Shoulder Pain: Causes, Prevention, Treatment, and Best Exercises
Shoulder pain can cramp your daily routine, hobbies, and a lot more. Get tips for treating it and preventing it, especially with exercises from our physical therapists.
Our Hinge Health Experts
Dr. Heather Broach, PT, DPT
Jonathan Lee, MD, MBA
Dylan Peterson, PT, DPT
Your shoulder is one of the most complex and mobile joints in your body. It allows you to scratch your head, play fetch with your dog, reach for kitchen gadgets stowed away on high shelves, and do countless other everyday activities. This mobility is a good thing, though it does mean you can experience some shoulder pain or injury from time to time. As frustrating as shoulder pain can be, you can always take steps to prevent and manage it.
Here, learn more about what causes shoulder pain and how to treat it — especially with exercises from our Hinge Health physical therapists.
What Is Shoulder Pain?
To learn more about what’s causing pain in your shoulder, it’s helpful to have a basic understanding of shoulder anatomy. The shoulder is made of up three bones:
The humerus (upper arm)
The scapula (shoulder blade)
The clavicle (collarbone)
These bones create two different joints that allow you to move your shoulder:
The glenohumeral joint is a ball-and-socket joint where the head of the humerus fits into the socket of the scapula.
The acromioclavicular joint is where the scapula meets the clavicle.
A group of muscles and tendons known as the rotator cuff covers the top of the humerus and attaches it to the scapula. This tissue allows you to move your arm and provides your shoulder’s range of motion.

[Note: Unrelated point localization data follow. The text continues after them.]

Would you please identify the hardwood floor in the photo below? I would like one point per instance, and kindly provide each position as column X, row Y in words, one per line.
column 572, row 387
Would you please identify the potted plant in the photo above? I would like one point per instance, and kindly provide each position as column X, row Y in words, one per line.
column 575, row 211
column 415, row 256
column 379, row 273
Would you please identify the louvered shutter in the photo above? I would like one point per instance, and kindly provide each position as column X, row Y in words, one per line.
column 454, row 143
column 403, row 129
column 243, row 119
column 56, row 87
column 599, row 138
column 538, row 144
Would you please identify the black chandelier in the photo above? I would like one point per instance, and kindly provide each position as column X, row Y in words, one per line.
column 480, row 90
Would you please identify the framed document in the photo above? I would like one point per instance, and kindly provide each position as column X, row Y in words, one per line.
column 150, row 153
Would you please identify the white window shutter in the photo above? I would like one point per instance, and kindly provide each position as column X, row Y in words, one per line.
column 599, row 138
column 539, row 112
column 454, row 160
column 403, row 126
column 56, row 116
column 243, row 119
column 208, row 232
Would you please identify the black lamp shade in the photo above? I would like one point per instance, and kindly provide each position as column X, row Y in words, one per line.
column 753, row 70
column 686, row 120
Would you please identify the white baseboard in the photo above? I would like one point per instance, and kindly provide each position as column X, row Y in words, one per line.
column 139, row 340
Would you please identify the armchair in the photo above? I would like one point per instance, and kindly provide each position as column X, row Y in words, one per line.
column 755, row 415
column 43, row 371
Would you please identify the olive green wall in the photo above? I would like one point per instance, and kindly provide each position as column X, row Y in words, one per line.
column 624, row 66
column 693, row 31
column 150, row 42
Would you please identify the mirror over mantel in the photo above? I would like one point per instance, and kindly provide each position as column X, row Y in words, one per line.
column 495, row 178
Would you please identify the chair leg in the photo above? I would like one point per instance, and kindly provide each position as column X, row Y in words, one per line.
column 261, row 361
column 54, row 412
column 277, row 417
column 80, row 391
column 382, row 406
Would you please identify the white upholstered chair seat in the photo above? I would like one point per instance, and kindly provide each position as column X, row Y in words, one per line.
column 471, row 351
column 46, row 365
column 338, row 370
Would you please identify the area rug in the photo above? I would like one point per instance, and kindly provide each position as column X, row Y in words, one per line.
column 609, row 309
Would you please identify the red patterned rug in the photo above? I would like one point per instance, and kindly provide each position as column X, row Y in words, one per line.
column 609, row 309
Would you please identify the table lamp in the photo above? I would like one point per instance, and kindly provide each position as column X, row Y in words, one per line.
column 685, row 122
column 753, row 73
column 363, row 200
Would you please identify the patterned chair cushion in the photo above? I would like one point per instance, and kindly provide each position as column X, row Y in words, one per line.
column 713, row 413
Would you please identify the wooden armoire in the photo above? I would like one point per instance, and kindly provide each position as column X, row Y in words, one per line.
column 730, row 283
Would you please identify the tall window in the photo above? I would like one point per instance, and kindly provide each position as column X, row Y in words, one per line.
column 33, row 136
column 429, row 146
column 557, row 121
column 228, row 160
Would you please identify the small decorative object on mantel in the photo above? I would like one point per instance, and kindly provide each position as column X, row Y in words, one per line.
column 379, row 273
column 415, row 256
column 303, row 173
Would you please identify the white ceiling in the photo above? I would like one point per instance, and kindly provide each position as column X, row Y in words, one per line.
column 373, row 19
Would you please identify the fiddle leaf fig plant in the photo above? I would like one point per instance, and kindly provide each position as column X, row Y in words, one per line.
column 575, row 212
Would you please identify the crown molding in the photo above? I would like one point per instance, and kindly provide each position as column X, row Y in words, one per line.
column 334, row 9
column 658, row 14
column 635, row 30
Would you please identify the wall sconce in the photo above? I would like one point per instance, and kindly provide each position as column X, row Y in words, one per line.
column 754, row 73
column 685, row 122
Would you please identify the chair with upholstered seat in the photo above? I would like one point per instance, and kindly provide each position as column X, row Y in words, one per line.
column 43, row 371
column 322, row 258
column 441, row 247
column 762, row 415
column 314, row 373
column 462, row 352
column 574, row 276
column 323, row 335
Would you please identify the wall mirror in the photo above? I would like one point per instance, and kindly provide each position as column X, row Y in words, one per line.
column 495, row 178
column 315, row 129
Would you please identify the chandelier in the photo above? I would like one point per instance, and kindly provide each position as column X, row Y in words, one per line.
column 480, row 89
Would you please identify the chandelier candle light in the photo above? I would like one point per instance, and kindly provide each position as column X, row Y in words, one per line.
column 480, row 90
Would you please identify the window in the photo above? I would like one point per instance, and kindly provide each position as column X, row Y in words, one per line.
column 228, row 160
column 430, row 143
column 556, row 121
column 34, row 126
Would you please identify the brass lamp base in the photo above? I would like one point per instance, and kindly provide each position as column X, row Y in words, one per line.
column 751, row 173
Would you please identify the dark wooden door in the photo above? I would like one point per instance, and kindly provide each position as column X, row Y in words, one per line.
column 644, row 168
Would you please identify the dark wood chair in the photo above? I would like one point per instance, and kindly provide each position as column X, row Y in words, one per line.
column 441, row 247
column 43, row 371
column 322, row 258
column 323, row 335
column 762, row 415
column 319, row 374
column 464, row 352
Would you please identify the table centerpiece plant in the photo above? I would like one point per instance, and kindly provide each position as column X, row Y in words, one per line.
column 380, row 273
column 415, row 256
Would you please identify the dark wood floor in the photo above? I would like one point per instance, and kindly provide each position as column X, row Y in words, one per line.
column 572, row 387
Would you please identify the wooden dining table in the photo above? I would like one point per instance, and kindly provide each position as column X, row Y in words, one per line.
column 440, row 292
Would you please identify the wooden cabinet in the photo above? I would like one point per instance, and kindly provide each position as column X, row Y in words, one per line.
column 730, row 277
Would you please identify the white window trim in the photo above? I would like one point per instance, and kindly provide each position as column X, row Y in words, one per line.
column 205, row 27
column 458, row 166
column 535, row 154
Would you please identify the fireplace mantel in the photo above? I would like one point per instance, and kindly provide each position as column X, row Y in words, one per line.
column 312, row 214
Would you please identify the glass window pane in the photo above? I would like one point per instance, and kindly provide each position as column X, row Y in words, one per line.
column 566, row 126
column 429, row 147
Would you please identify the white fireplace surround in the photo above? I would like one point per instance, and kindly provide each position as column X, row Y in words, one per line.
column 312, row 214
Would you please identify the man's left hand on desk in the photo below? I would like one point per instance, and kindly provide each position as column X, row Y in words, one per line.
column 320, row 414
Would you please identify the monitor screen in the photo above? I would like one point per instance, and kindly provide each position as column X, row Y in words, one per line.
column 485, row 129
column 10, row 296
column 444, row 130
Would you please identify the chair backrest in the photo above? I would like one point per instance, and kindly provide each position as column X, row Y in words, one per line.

A fall, accident, blow to the shoulder, repetitive motions, or conditions like arthritis can affect the structures in and around your shoulder and contribute to pain. Pain may occur only when you move your shoulder or all of the time. It can be acute (lasting less than 12 weeks) or chronic (lasting longer than 12 weeks).
Shoulder Pain Symptoms
Signs of a shoulder problem may include:
Pain in your upper arm or the front or back of your shoulder
Shoulder and upper arm weakness
Pain with shoulder or arm movement
A “catching” sensation in your shoulder
Shoulder Pain: A Hinge Health Perspective
There are a lot of different causes of shoulder pain, which we’ll discuss below. No matter the primary cause of your shoulder pain, know this: There are always steps you can take to get back to doing what you love. Whether you’ve been diagnosed with arthritis or shoulder instability —or have no diagnosis at all — you’re not stuck with your pain. You can always take action to improve your situation — and that often starts with moving more. As our Hinge Health care team says, movement is medicine.
Causes of Shoulder Pain
Many people wonder: “Why does my shoulder hurt if I haven’t had an injury recently?” Causes of shoulder pain can be grouped into two main categories: soft tissue issues and bone-related issues.
Soft Tissue Issues
Soft tissue refers to muscles, tendons, ligaments, nerves, and other structures that surround bones and joints. Common problems with soft tissues of the shoulder include:
Bursitis. Bursae are small, fluid-filled sacs located near joints. They act like cushions by reducing friction between muscles and bones when you move. If a bursa in your shoulder becomes inflamed, it can cause shoulder pain, particularly with movement.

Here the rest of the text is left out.